The ability to include smart discounts in campaigns gave the team more confidence during campaign creation, as they no longer had to perform labor-intensive cost/benefit analyses before determining incentive thresholds and could focus their efforts elsewhere.

As algorithms increasingly augment marketing and the industry becomes more data-driven, it inevitably raises the question of whether machines will supplant human beings. In an AI system, everything must be concrete and specific, while humans are capable of abstract thinking required in non-standard situations. Similarly, machines are limited in their creative output and cannot produce new ideas and directions that a human being can.
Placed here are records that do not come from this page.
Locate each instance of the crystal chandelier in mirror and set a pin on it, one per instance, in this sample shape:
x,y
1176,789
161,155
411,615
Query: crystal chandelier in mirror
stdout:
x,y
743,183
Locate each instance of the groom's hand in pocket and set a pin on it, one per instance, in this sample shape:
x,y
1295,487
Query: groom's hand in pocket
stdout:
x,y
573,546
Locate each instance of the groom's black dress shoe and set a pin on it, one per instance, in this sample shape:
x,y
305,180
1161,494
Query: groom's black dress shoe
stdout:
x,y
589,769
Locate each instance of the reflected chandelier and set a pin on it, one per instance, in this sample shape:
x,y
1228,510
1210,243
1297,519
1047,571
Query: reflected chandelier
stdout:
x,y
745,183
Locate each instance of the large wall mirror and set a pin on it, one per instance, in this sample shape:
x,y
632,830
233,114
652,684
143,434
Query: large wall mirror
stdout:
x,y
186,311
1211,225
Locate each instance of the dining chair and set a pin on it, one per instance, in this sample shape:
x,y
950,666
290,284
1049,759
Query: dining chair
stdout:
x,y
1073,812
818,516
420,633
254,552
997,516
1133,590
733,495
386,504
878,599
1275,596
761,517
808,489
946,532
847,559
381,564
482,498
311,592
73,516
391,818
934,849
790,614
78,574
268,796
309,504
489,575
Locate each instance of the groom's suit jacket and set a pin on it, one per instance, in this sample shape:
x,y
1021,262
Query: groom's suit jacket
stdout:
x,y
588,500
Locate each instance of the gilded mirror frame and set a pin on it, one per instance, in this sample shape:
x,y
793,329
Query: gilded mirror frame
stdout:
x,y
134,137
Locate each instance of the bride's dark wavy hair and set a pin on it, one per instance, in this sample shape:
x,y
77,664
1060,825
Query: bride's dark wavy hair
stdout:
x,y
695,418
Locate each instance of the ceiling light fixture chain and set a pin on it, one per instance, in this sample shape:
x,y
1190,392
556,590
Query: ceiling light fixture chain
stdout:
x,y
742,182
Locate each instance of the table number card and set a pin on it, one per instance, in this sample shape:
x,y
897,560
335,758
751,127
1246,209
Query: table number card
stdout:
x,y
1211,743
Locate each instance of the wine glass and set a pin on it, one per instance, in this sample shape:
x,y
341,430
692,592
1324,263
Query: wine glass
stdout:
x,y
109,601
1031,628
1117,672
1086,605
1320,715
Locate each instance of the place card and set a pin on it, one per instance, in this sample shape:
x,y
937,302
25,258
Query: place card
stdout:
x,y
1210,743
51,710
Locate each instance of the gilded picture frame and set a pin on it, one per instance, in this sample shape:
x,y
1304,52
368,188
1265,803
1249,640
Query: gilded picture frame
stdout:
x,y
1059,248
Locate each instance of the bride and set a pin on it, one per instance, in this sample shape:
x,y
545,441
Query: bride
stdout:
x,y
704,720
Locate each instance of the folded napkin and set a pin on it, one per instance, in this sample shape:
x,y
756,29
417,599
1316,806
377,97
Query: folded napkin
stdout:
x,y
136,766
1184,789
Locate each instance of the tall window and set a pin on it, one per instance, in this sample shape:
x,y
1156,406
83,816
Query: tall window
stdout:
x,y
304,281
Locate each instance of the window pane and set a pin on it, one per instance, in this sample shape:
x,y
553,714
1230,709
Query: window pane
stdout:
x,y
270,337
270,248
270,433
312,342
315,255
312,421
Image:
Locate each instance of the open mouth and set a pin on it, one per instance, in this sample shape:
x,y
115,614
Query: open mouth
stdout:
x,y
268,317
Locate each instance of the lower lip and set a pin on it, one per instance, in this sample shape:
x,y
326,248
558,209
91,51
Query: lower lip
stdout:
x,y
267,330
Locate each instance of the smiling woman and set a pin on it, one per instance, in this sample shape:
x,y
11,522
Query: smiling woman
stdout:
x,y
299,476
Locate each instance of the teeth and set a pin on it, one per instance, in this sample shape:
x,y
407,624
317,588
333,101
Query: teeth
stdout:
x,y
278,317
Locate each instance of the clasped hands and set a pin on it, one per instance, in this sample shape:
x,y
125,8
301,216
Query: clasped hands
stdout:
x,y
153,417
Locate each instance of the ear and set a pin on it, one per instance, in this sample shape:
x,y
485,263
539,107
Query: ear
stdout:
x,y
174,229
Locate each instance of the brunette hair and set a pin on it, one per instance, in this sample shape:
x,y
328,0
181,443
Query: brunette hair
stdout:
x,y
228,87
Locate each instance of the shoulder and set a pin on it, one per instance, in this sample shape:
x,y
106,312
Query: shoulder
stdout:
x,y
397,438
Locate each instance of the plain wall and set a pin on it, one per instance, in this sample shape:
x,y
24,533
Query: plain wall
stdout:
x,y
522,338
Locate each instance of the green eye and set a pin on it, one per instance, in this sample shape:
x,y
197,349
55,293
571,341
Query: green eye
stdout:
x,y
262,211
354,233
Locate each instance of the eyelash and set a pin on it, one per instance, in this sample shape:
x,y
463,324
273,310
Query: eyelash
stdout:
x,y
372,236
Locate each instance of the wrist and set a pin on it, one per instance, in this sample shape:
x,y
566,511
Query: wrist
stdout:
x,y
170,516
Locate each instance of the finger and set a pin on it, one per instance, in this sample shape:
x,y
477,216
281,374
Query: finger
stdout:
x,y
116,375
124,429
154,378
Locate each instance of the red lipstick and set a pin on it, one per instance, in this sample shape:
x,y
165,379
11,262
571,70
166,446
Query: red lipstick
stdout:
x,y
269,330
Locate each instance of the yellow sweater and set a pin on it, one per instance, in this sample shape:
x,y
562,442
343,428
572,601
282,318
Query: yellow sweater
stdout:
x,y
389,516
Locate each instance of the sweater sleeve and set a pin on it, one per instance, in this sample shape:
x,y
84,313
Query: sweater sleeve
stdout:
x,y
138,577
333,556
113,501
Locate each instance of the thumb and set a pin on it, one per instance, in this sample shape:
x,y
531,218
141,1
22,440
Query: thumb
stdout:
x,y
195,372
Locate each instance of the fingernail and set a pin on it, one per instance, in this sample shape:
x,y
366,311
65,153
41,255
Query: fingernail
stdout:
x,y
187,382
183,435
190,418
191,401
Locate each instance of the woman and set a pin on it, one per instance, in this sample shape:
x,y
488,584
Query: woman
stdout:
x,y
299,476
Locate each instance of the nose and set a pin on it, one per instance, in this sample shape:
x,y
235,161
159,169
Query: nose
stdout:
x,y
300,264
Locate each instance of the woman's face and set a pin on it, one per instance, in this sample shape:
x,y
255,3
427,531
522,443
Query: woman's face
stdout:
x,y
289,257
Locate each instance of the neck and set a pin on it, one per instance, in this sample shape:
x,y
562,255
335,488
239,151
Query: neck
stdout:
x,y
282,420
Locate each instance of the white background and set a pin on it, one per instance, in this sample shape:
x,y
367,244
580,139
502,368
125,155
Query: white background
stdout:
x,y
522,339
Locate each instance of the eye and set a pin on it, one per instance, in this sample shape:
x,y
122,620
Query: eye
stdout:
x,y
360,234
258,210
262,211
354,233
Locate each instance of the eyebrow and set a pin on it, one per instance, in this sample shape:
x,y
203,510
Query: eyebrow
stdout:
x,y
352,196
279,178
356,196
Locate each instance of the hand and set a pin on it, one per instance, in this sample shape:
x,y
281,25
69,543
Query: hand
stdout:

As for the current functions that will be replaced by machines, AI will create new roles and require specialist management. It will necessitate different skill sets based on a higher degree of quantitative and analytical understanding to see the overall trends of markets. For example, human marketers will be required to provide strategic guidance and to instruct AI to find the right datasets or target a specific audience segment. Machines provide function, they still need humans to provide direction.

To survive in the new landscape, marketers must be proficient with the data and understand how to use it to meet both customer expectations and achieve business objectives.

Speaking to the individual

The potential for machine learning is constantly evolving with advanced profiling algorithms, machine learning and AI. These progressive developments are to fulfil a function unchanged since the dawn of marketing: connecting with the customer.

The customer will always be the centre of the business, and marketing is the way the company connects to consumers; the stronger the message, the stronger the connection. With the advent of AI, our capacity for communications improve, paving the foundation for strong customer relationships.

Heath Barlow is market lead in Australia for Emarsys.